This is a documentary made for TV, and it’s got a simple concept (as is often the case with Varda’s movies) — she interviews a bunch of widows who all live on the same little island.
They talk about their (dead) husbands and their lives and stuff. It’s pretty interesting.
And as usual with Varda, she doesn’t do “verité” but lets people present themselves as they prefer.
This is a really strong documentary — and it’s really touching. (Have plenty of mouchoirs ready.) But it’s also funny and endearing.
Quelques veuves de Noirmoutier. Agnès Varda. 2006. ⚅
And… I think this might be the last Varda movie in this box set? (I may be wrong and there might be a couple more shorts after this…) But in an case, let’s have a look at the box.
It’s got two covers, one with young Varda and one with old Varda.
The format is unusual as DVD box sets go — it’s an awkward size: Not so large that it becomes A Thing, but large enough that it’s not a cute little thing, either. If that makes any kind of sense.
The blu rays are housed in a cardboard book, and lists the major movies on each disc.
And there’s an accompanying book with essays and stuff.
There’s even stuff on the inside of the box!
So — it’s a kind of neat box, and… it’s exhausting! I mean… I love Varda’s movies, so I’m the kind of person that has to, by gum, watch everything on every disc. And there’s so much stuff!
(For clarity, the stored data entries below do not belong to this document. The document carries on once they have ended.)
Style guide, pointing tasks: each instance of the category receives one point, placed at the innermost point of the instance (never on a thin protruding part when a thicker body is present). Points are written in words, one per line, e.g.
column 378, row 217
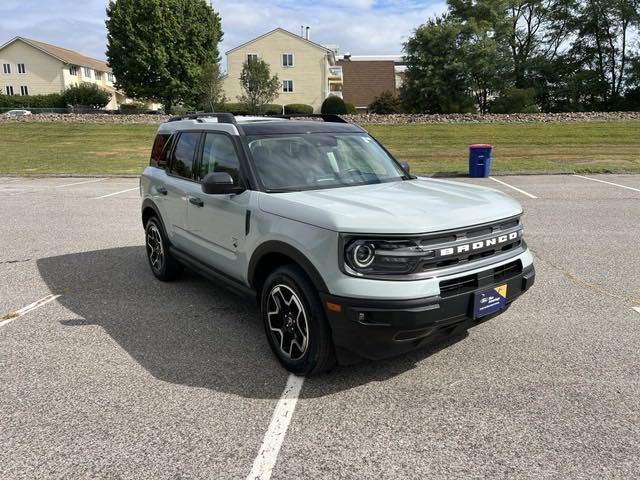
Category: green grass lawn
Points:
column 82, row 148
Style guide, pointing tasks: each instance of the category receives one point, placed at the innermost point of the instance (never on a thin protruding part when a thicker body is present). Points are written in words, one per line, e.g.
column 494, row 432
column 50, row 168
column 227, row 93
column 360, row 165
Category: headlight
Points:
column 384, row 256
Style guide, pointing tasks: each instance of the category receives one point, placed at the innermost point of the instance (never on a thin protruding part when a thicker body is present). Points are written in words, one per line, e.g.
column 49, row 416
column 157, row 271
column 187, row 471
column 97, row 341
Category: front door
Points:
column 216, row 223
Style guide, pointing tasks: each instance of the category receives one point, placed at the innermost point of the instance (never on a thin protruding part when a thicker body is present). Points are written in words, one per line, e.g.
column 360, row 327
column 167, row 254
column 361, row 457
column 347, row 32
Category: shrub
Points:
column 52, row 100
column 298, row 108
column 515, row 100
column 385, row 103
column 334, row 105
column 132, row 107
column 271, row 109
column 88, row 94
column 235, row 108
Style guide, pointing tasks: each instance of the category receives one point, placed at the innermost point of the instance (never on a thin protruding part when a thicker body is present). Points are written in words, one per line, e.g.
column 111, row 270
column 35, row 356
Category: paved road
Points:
column 125, row 377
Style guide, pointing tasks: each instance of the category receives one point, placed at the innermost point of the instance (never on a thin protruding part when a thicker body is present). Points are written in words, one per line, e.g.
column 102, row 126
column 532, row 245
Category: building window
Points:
column 287, row 59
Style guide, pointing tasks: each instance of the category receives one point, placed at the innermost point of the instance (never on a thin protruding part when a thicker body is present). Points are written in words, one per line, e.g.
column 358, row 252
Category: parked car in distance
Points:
column 347, row 254
column 17, row 113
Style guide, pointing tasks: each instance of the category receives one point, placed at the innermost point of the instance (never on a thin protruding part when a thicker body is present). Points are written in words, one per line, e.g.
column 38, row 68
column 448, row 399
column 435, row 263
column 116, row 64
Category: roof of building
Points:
column 282, row 30
column 363, row 81
column 63, row 54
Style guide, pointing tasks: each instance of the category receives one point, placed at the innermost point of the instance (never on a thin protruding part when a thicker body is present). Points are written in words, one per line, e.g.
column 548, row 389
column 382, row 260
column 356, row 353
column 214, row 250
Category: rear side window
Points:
column 183, row 155
column 158, row 150
column 219, row 155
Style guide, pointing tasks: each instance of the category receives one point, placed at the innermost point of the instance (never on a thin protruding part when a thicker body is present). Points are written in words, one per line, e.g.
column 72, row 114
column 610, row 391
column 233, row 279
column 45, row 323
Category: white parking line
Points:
column 608, row 183
column 117, row 193
column 80, row 183
column 513, row 188
column 23, row 311
column 268, row 454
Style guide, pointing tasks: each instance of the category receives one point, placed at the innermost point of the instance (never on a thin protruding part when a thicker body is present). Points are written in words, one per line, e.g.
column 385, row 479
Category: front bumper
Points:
column 374, row 329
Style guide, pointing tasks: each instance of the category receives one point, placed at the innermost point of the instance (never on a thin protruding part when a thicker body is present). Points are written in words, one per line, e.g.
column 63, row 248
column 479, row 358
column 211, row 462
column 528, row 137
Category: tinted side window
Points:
column 157, row 150
column 219, row 155
column 183, row 155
It’s wonderful!
What I’m saying is: I wish every director could have as fabulous box as this, but I probably didn’t watch it in the optimal way: When I start watching something like this, I feel a compulsion to be done with it before I start on the next thing? It makes no sense: I could sensibly watch one of these discs per year or whatever, but instead I ploughed through and watched it all, and for each hour of her “main movies”, there were (at least) two hours of shorts, documentaries and commentaries.
And I guess the reason that it’s possible to make a box set like this is because Varda had her own production company for most of her life (Ciné Tamaris), so she owned the rights to her own movies. And she was also interested in revisiting her movies, so when a new DVD edition was released, she sometimes made a documentary about that movie; seeing what had happened in the intervening years. And it’s fascinating stuff, much of it.
Compare with Criterion’s Bergman box — which is (physically) twice the size, but is not complete, and does not exhaustively include every TV appearance and discussion etc…
Er… did I have a point here? Uhm. Probably not. I have to make dinner now.